The door had already closed behind him when her scream tore through the silence, raw and guttural, scraping the walls of the stone chamber.
"HENRY!"
It was not a name, but a shriek of pure, animal fury. She strained against the silken ropes, her body arching off the bed in a futile rebellion.
"You cannot leave me like this! I will not wear this… this skin you've sewn for me!" Her voice broke, ragged with revulsion. "Take this gown—this bleeding, suffocating shroud! And this necklace… this collar of frozen blood! I don't want your gilded cage! I don't want any part of this vile pageant!"
Her cries echoed, desperate and wild, but they met only the implacable silence of the locked door. She was screaming into a void, trussed and adorned like a sacrificial offering, her defiance itself becoming just another part of the exquisite torment he had orchestrated.
---
Henry stood at the mouth of the shadowed corridor, the royal tailor trembling slightly before him. From behind the heavy door at his back, Gisela's screams carved through the stone—a raw, tearing sound of his name, over and over, blending with sobs and the faint, thrashing creak of bed.
The tailor flinched with each wail. Henry did not.
He exhaled, a slow, measured breath that seemed to siphon what little warmth remained in the passageway.
"You will make another gown," he stated, his voice flat and clear, an island of calm in the sea of her anguish. "Red."
The tailor bowed, his forehead nearly touching his knees, a gesture of submission to the man who could give such an order while his queen unraveled just footsteps away.
Henry began to walk away, his boots silent on the runner. He paused after three steps, half-turning his head, his profile sharp in the torchlight.
"Have it ready for six. In the morning. Precisely."

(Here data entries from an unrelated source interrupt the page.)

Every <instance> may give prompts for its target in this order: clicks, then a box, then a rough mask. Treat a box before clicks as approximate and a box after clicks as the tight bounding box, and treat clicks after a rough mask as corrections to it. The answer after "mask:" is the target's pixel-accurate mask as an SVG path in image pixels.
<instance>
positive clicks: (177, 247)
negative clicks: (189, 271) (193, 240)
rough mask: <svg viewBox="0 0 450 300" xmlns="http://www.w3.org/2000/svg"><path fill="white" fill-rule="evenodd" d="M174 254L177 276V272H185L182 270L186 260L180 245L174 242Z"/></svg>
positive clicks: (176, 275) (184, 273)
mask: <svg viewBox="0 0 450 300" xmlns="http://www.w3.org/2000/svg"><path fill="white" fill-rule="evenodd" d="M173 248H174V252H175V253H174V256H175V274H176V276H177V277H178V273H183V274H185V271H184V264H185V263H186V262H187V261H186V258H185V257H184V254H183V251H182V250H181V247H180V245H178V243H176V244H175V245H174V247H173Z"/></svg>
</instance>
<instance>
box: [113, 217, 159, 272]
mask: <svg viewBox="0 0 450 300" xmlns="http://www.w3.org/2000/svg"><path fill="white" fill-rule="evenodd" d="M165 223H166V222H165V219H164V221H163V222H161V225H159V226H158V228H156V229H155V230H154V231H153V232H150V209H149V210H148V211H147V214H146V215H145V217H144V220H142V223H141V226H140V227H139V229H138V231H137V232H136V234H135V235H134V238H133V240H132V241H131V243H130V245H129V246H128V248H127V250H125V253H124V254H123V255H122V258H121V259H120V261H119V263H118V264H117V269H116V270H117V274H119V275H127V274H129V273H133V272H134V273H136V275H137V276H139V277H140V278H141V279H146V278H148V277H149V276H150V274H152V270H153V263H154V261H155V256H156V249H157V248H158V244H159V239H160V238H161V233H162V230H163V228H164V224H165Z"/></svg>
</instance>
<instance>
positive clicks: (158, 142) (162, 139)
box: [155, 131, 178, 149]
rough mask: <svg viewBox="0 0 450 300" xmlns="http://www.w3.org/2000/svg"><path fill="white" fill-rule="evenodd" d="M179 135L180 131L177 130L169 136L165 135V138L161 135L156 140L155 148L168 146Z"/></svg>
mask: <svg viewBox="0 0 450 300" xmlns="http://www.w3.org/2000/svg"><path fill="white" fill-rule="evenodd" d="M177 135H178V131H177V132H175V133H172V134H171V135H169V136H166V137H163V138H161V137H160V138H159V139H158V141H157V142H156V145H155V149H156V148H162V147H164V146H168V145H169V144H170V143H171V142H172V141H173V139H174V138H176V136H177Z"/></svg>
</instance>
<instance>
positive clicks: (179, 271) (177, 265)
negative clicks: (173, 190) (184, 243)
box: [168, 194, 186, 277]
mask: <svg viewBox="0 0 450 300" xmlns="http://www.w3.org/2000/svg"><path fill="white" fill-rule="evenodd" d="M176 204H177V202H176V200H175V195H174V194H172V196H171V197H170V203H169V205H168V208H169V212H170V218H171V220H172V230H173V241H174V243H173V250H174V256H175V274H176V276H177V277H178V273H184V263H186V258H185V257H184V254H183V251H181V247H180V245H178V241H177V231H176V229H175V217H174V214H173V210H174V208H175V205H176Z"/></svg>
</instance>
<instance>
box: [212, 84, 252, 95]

He did not wait for a response. He continued down the corridor, the sound of her torment fading with each step, not because it grew quieter, but because he willed it into the background—just another part of the palace's nightly music. The new dress was not a replacement; it was a contingency. A lesson, it seemed, required more than one costume.
***
The night pooled like ink in the high windows of the dining hall. Henry sat at the head of the obsidian table, a single figure of stillness amidst the grotesque plenty. Suckling pigs, glazed fowl, and mountains of winter fruit glistened under the candlelight, untouched. He selected a single dark grape, its skin taut and perfect, and slid it slowly into his mouth, his gaze fixed on nothing.

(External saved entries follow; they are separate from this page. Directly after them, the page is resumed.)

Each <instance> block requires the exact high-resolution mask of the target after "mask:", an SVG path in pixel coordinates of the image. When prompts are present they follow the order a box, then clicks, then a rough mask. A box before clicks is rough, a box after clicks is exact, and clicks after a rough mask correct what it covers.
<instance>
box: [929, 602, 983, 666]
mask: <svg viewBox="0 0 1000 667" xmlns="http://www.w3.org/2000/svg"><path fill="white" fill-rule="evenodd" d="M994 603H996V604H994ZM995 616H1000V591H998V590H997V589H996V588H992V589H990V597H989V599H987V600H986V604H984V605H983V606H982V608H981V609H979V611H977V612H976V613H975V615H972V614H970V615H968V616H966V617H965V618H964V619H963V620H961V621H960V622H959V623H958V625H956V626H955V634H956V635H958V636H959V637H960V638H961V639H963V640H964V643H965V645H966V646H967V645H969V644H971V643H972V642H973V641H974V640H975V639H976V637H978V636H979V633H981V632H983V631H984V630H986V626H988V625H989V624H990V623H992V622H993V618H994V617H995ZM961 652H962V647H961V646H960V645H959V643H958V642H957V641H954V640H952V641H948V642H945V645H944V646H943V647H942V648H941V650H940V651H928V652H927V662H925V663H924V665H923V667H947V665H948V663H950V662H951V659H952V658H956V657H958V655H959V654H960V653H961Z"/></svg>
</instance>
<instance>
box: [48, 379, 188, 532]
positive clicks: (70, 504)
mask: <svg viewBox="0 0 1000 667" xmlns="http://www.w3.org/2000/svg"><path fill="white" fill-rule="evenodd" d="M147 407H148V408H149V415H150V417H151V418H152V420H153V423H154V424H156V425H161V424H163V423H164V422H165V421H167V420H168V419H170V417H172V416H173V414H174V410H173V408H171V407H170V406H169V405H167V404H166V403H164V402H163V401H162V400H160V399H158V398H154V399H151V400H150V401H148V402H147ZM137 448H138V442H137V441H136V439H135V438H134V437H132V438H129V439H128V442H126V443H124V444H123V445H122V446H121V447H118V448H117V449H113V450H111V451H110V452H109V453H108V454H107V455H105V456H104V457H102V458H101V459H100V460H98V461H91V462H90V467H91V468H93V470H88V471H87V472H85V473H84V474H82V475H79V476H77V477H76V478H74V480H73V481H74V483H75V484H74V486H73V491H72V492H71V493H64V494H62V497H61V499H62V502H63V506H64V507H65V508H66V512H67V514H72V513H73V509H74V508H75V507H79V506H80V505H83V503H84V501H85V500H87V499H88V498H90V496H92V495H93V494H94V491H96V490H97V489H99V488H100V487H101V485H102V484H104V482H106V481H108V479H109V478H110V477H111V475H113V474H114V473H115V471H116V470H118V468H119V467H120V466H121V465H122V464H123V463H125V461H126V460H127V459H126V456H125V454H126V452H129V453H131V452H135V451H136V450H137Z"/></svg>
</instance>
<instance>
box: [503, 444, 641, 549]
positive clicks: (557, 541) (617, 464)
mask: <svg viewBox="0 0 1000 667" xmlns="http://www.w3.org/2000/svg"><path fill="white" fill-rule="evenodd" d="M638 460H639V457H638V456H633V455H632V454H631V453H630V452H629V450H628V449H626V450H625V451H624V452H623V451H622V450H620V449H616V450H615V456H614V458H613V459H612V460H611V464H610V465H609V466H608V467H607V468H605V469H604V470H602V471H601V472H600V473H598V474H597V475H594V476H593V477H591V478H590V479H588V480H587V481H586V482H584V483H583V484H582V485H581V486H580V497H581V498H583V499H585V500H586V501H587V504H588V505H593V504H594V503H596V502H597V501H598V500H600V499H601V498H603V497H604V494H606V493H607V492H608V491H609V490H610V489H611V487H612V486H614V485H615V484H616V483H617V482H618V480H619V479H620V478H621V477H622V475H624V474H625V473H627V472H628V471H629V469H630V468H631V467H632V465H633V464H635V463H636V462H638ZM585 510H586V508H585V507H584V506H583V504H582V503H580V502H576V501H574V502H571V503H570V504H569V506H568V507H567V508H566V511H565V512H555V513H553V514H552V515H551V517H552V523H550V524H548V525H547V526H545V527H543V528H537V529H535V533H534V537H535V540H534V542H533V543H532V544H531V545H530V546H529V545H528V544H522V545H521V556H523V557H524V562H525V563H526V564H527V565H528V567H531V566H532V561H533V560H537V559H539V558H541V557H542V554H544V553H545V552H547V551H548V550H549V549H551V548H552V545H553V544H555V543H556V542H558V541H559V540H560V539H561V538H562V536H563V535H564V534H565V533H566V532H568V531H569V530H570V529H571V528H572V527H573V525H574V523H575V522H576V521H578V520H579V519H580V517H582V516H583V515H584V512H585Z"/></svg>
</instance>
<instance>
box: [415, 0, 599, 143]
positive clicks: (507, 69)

"Henry—" Queen Caroline's voice was a needle, trying to pierce his silence from the far end of the long, polished expanse.

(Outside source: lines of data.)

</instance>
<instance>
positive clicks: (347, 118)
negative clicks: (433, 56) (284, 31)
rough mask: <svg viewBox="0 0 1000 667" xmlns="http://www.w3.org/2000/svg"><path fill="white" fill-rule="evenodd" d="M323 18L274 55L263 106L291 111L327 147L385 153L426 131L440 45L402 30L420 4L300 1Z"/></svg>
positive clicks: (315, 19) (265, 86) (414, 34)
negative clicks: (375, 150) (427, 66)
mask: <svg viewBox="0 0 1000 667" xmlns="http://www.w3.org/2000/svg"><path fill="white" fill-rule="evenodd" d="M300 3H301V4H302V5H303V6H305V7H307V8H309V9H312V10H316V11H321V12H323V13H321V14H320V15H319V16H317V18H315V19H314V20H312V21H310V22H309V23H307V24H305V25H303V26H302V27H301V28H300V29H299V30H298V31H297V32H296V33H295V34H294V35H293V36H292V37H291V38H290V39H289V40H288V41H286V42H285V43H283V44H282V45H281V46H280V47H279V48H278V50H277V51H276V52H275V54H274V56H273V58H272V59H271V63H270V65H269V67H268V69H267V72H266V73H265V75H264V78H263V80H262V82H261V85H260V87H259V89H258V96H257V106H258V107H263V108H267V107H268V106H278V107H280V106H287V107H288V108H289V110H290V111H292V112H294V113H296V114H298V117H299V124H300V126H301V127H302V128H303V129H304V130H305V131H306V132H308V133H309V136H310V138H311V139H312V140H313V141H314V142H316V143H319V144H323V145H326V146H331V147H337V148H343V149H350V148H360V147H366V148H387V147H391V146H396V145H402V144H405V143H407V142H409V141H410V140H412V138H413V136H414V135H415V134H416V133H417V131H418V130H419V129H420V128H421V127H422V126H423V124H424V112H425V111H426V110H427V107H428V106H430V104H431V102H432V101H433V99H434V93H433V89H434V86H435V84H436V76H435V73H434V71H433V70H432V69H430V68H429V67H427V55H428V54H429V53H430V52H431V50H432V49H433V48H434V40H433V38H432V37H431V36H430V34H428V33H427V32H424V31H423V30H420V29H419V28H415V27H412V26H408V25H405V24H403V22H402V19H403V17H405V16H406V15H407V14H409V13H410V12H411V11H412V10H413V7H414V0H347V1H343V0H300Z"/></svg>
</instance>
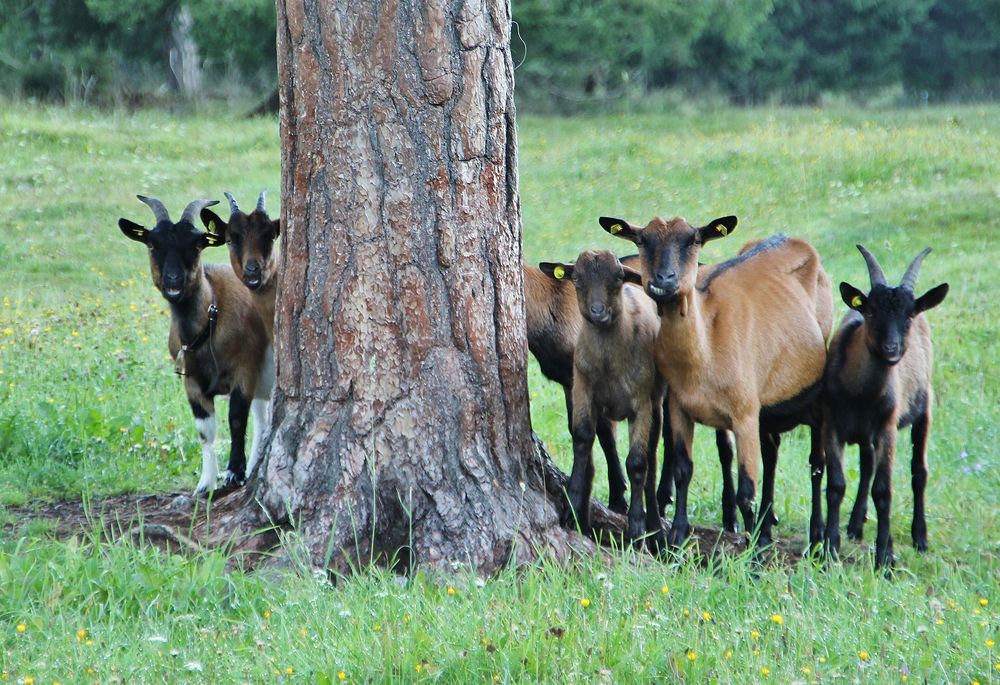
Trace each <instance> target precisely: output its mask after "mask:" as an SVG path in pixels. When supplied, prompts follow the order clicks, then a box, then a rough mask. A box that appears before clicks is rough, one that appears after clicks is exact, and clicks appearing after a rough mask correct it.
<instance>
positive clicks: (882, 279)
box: [855, 245, 889, 287]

"Mother," he interrupted, his voice a low, emotionless drone that carried perfectly in the cavernous room. "Let us dine in silence. The noise of the day was sufficient."
She gave a soft, derisive exhale, looking away toward the shadows. "You grow more like your father with every passing hour."
"I am told I have his constitution," Henry replied, his eyes now on the ruby depths of his wine.
"I spoke of his heart," she muttered, the words sharp and low. "Or rather, the stone he kept in its place." She sliced into the breast of a roasted fowl, the sound of the knife on the porcelain plate unnaturally loud. "At least you seem to have finally positioned your own wife correctly. I thought her screaming would never cease. A fruitless creature. All that sound, and nothing to show for it but echoes."
Henry did not grace the remark with a response. He took another grape. "Her father has sent an invitation. The aging king is to remarry. To Princess Louise of France."
Caroline's knife stilled. A slow, cold smile touched her lips. "Has he? How… predictable. She will follow the path of the others, I imagine. Discarded. Or removed." She resumed cutting, her movements precise and vicious. "Like your queen's own mother. Though, I'd wager this new one's end will be quieter. A draft that chills. A cup that tastes just slightly… wrong." She brought the slice of meat to her mouth, her eyes gleaming with a frigid, knowing light over the rim of her glass. "Poison is so much tidier than an axe, don't you find? It leaves the dress unstained."